Toyota Ireland is making positive steps to bringing the Toyota Mirai hydrogen fuel cell electric vehicle to Ireland.
In a press release, the company says that they are looking to bring a Mirai demonstrator model to Ireland in 2021, along with a temporary refuelling station.
Working closely with Hydrogen Mobility Ireland, of which Toyota Ireland director Mark Teevan is Chairman, the ambition is to bring in limited numbers of the Mirai in 2023, when refuelling stations are available in Dublin.
Toyota began development of a hydrogen fuel cell electric vehicle in 1992, and introduced the first generation Mirai saloon to world markets in 2014.
In 2019 the company revealed a new generation of the pioneering Mirai, with a dramatic new look that made it far more appealing to look at. A comprehensively redesigned fuel cell system, intelligent packaging and aerodynamic efficiency help extend the driving range to around 650 km, with no other emissions than pure water.

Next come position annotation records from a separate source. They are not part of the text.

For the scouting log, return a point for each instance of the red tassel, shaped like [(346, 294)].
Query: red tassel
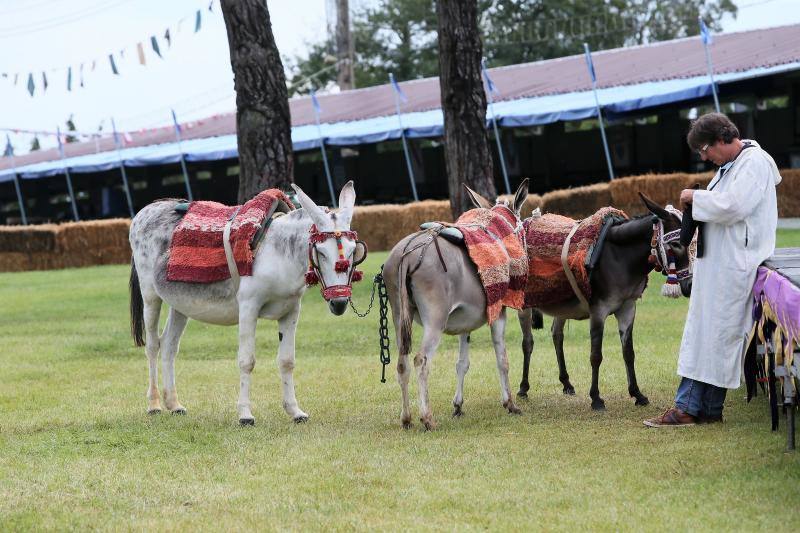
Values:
[(342, 265), (311, 278)]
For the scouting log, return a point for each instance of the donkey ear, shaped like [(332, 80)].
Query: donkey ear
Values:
[(477, 199), (521, 195), (654, 208), (317, 215), (347, 199)]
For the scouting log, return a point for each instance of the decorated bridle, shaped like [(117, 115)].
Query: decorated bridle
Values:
[(663, 260), (314, 276)]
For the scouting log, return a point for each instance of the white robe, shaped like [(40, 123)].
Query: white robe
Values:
[(741, 217)]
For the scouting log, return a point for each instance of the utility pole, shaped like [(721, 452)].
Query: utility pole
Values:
[(344, 46)]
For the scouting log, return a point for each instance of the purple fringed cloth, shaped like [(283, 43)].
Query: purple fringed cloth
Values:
[(776, 299)]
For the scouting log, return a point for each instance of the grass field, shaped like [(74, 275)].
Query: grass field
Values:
[(78, 452)]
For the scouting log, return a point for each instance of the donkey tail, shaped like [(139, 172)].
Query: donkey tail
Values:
[(405, 318), (137, 307)]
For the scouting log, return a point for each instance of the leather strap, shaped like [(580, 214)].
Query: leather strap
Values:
[(226, 244), (568, 271)]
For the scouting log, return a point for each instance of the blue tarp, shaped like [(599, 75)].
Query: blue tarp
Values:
[(616, 101)]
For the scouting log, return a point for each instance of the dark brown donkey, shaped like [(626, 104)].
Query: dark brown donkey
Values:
[(617, 281)]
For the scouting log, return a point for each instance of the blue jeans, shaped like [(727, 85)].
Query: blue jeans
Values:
[(700, 399)]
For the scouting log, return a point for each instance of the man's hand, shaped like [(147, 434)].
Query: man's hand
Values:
[(687, 195)]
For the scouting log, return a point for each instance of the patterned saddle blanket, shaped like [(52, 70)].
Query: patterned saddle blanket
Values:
[(196, 253), (547, 283), (499, 255)]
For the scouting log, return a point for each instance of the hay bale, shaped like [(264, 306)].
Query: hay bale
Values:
[(382, 226), (578, 202), (35, 238), (789, 193)]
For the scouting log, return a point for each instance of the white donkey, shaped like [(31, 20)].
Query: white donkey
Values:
[(306, 236)]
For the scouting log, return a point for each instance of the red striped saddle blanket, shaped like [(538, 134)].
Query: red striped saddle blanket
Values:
[(498, 254), (196, 253), (547, 283)]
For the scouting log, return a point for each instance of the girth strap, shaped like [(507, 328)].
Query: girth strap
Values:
[(226, 244), (568, 271)]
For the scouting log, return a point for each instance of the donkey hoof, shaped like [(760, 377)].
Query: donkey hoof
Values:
[(428, 423)]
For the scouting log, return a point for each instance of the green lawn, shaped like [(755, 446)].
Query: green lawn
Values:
[(77, 450)]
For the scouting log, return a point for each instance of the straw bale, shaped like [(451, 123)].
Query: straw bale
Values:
[(382, 226), (83, 237), (789, 193), (578, 202), (33, 238)]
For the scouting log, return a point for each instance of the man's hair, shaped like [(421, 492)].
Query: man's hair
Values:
[(711, 128)]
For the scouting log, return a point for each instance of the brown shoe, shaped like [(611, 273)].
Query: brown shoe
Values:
[(702, 419), (672, 417)]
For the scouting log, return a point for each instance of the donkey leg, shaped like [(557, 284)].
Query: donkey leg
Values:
[(625, 318), (498, 339), (287, 326), (526, 324), (152, 310), (462, 365), (170, 343), (558, 342), (596, 326), (248, 317), (431, 337), (403, 375)]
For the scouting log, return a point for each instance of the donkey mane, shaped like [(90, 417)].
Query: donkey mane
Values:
[(631, 230), (288, 233)]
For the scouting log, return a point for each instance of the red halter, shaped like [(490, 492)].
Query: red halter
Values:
[(342, 265)]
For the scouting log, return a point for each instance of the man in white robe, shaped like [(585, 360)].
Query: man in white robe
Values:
[(739, 216)]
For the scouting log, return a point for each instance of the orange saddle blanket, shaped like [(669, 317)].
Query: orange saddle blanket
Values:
[(547, 283), (196, 253)]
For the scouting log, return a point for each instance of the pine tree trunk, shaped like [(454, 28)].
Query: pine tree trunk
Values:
[(263, 123), (344, 46), (466, 141)]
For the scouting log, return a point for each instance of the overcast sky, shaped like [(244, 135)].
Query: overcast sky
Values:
[(194, 77)]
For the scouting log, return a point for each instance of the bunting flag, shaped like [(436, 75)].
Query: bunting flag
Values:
[(175, 122), (154, 44), (9, 151), (113, 58), (589, 63), (489, 83), (705, 34), (60, 146), (397, 89), (314, 102)]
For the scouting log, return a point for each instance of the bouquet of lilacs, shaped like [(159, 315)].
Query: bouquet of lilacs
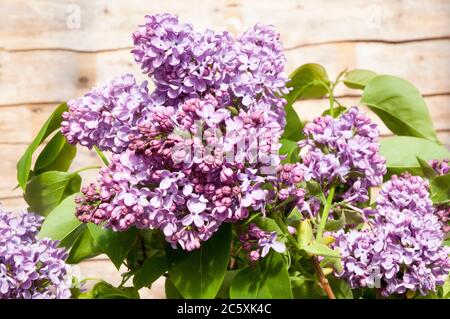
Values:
[(212, 180)]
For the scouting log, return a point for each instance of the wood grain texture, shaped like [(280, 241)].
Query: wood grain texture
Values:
[(45, 59), (52, 76), (107, 25)]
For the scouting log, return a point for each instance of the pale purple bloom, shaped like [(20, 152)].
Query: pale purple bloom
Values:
[(30, 268), (344, 150), (257, 242), (107, 115), (402, 249)]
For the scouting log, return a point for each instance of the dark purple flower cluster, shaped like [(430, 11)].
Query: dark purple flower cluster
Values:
[(30, 268), (401, 249), (257, 242), (344, 150), (289, 176), (196, 151), (442, 211)]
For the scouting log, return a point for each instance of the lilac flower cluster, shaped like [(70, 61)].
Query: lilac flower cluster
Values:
[(288, 179), (257, 242), (185, 63), (402, 248), (30, 267), (191, 154), (343, 150), (442, 211), (107, 115)]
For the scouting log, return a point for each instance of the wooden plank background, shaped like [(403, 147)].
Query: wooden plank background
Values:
[(54, 50)]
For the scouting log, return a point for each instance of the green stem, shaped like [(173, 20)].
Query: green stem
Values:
[(331, 97), (101, 155), (283, 227), (326, 211), (87, 168)]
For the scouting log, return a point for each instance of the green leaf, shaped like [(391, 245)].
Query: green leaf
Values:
[(224, 291), (199, 273), (308, 290), (57, 155), (306, 82), (268, 280), (358, 78), (24, 164), (84, 247), (304, 235), (71, 238), (44, 192), (104, 290), (152, 269), (321, 250), (171, 290), (61, 221), (267, 224), (427, 170), (114, 244), (400, 106), (340, 288), (337, 111), (352, 217), (401, 153), (440, 189), (290, 149)]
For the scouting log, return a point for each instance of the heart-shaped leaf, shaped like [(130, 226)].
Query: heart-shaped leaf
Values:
[(268, 280), (401, 153), (57, 155), (440, 189), (152, 269), (44, 192), (321, 250), (199, 273), (84, 247), (24, 164), (305, 82), (114, 244), (358, 78), (400, 106), (61, 221)]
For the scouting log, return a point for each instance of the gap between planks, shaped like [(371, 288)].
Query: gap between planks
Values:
[(291, 48), (342, 96)]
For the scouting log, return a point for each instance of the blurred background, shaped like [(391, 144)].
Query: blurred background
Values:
[(55, 50)]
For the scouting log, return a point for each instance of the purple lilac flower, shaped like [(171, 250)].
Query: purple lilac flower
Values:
[(30, 268), (344, 150), (442, 211), (107, 115), (257, 242), (184, 63), (197, 147), (402, 248)]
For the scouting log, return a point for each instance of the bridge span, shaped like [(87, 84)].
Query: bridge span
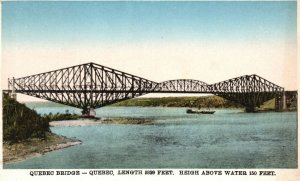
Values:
[(91, 86)]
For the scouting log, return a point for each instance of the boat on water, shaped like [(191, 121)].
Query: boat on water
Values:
[(197, 111)]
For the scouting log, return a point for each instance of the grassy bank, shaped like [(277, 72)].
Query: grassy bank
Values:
[(26, 134)]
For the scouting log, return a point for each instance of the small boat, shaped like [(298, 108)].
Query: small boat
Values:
[(197, 111)]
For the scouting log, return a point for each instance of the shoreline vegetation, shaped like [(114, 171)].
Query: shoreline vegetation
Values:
[(27, 134)]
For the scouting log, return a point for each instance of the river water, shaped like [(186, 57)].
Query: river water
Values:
[(228, 139)]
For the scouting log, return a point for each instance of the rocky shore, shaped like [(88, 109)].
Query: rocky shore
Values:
[(13, 152)]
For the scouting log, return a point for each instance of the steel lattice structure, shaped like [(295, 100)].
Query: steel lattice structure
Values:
[(93, 86)]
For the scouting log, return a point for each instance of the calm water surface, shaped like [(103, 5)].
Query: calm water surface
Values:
[(227, 139)]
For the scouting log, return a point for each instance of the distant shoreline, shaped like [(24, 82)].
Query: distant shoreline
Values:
[(35, 147), (90, 122)]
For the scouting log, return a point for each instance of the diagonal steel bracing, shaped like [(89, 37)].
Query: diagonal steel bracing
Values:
[(92, 86)]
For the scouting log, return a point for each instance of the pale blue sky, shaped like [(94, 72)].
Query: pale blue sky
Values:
[(207, 41), (122, 22)]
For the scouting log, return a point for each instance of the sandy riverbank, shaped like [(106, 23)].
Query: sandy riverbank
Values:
[(35, 147), (89, 122)]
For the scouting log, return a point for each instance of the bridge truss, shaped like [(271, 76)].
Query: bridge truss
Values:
[(92, 85)]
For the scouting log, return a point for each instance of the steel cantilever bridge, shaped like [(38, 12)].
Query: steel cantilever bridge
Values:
[(90, 86)]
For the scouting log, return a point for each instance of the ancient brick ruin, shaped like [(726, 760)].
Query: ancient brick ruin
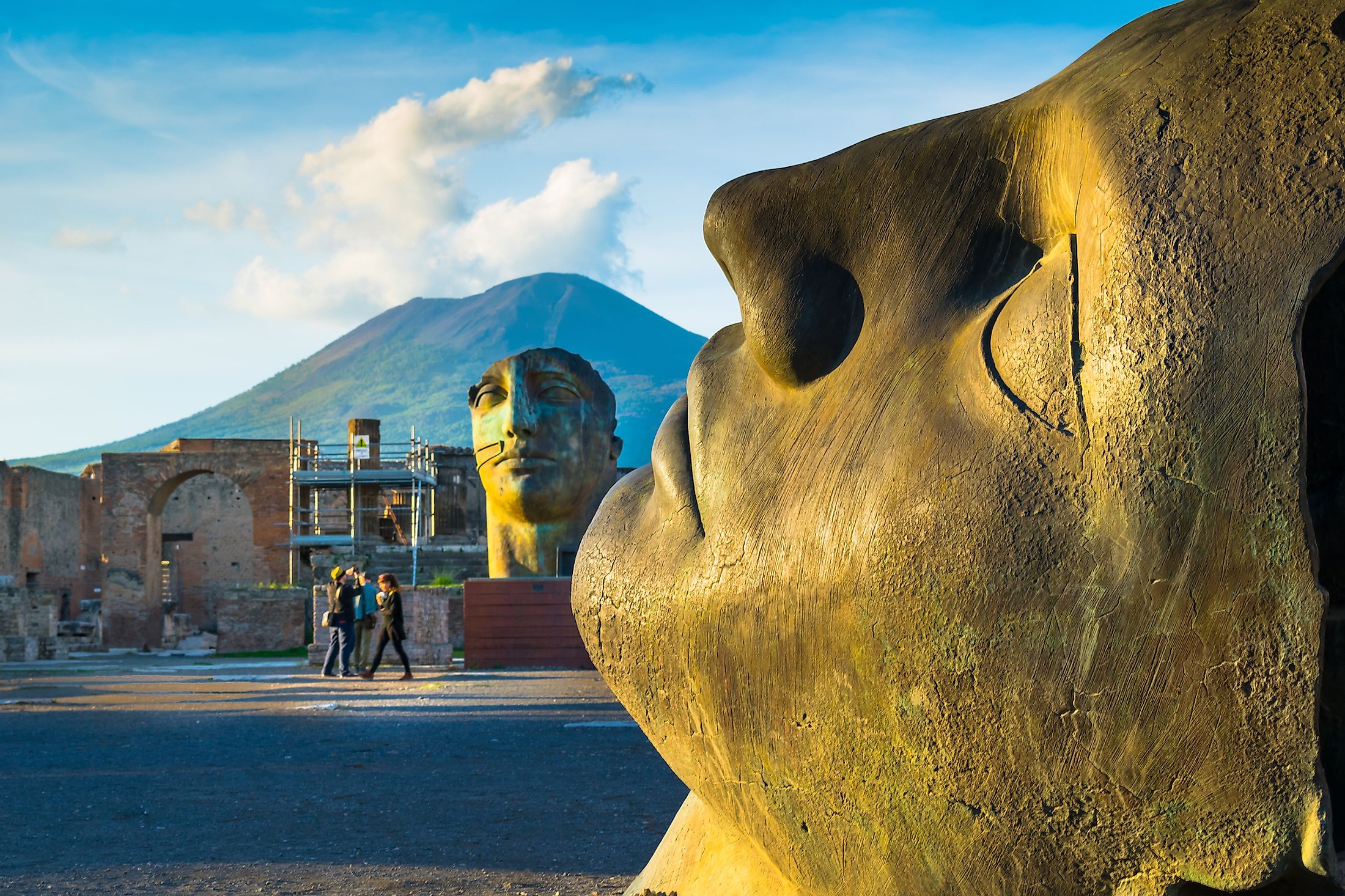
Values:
[(187, 544)]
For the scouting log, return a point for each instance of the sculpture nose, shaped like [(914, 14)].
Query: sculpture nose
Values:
[(802, 310), (522, 417)]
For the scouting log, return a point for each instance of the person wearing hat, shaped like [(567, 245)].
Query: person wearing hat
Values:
[(341, 604), (366, 614)]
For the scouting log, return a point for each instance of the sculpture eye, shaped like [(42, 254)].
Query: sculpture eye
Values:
[(488, 396), (557, 393), (1032, 348)]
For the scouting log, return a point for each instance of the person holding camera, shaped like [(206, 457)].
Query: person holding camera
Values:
[(341, 619)]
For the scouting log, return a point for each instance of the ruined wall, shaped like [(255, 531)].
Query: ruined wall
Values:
[(254, 619), (207, 537), (46, 538), (136, 489), (29, 626)]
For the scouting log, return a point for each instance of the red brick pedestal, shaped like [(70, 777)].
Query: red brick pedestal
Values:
[(521, 622)]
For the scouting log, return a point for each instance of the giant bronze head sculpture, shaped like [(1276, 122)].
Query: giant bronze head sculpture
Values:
[(544, 428), (987, 553)]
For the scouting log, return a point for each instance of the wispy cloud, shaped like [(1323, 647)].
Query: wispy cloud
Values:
[(86, 240), (573, 224), (226, 216), (388, 208), (122, 100)]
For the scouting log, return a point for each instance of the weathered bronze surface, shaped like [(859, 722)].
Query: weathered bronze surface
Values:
[(984, 556), (542, 424)]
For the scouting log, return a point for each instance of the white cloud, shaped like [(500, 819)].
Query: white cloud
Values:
[(388, 209), (226, 216), (391, 174), (573, 225), (70, 237), (348, 284)]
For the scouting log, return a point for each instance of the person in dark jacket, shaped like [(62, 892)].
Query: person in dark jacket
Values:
[(341, 604), (391, 602)]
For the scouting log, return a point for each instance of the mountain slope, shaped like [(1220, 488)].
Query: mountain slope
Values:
[(412, 366)]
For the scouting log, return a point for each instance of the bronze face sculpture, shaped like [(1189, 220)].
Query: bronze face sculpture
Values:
[(542, 424), (982, 556)]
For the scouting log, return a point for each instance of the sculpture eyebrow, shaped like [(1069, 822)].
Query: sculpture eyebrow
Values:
[(559, 375)]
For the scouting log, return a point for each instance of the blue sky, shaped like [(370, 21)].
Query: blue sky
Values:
[(194, 197)]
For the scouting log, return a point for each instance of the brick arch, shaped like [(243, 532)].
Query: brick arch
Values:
[(135, 490)]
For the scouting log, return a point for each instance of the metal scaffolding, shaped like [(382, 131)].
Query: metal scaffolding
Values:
[(347, 497)]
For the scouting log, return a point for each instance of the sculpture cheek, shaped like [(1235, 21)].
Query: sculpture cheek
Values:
[(802, 323)]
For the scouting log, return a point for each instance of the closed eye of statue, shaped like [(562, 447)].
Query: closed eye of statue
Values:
[(559, 393), (488, 396)]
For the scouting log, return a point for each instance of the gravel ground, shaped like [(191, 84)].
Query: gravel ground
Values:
[(150, 775)]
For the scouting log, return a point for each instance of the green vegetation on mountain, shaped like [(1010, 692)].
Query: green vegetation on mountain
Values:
[(412, 366)]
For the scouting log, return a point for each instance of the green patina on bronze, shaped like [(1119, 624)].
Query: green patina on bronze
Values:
[(544, 428)]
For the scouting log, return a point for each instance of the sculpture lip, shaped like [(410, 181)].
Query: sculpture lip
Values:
[(522, 458), (673, 463)]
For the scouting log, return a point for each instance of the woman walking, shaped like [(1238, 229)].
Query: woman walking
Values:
[(391, 602)]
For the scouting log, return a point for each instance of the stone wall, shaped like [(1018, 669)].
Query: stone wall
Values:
[(29, 626), (433, 619), (253, 619), (136, 489), (207, 532), (46, 540)]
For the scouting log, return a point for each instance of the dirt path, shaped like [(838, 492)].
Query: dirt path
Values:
[(139, 775)]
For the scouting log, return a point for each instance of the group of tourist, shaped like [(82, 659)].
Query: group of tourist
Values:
[(354, 603)]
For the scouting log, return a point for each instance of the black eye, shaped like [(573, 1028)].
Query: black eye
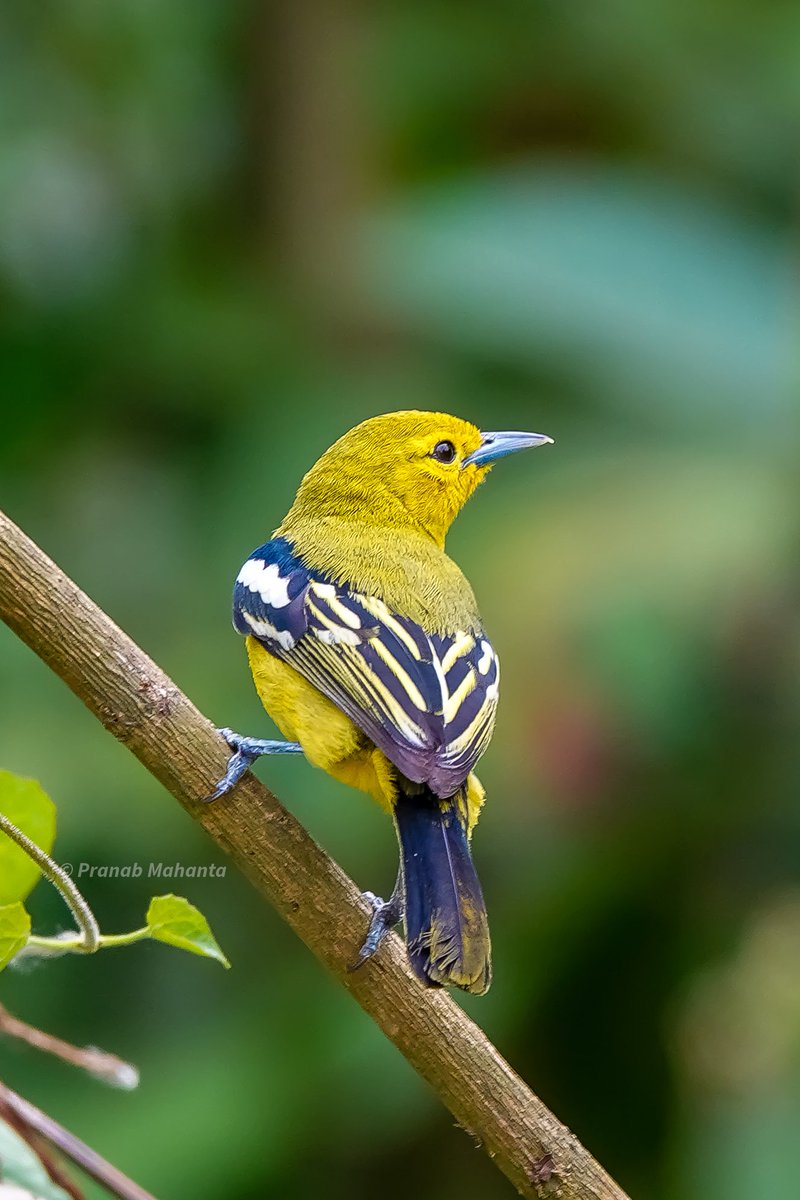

News of the new Mirai comes just two weeks after Hydrogen Mobility Ireland (HMI) announced a multi week, in-service, trial of a fuel cell electric bus in the Dublin area. This will be the first ever Hydrogen Fuel Cell Electric Vehicle (FCEV), powered by a 60Kw Toyota Mirai fuel cell stack. The trial looks to demonstrate the many practical uses and environmental benefits of hydrogen towards a carbon-free society.
Steve Tormey, Chief Executive of Toyota Ireland, said:
“Toyota has been at the forefront of innovation in low emissions motoring for more than 20 years with our extensive hybrid range. The new Mirai represents a major step forward in sustainable motoring, emitting only water from the tail pipe, and going beyond zero emissions by cleaning the air as it moves. We are very excited about bringing the new Mirai to Ireland, and are looking to bring in demonstrator models next year. Hydrogen fuel cell can play a pivotal role in moving us towards a carbon-free environment and it is a real game changer for the health and wellbeing of our planet and future generations.”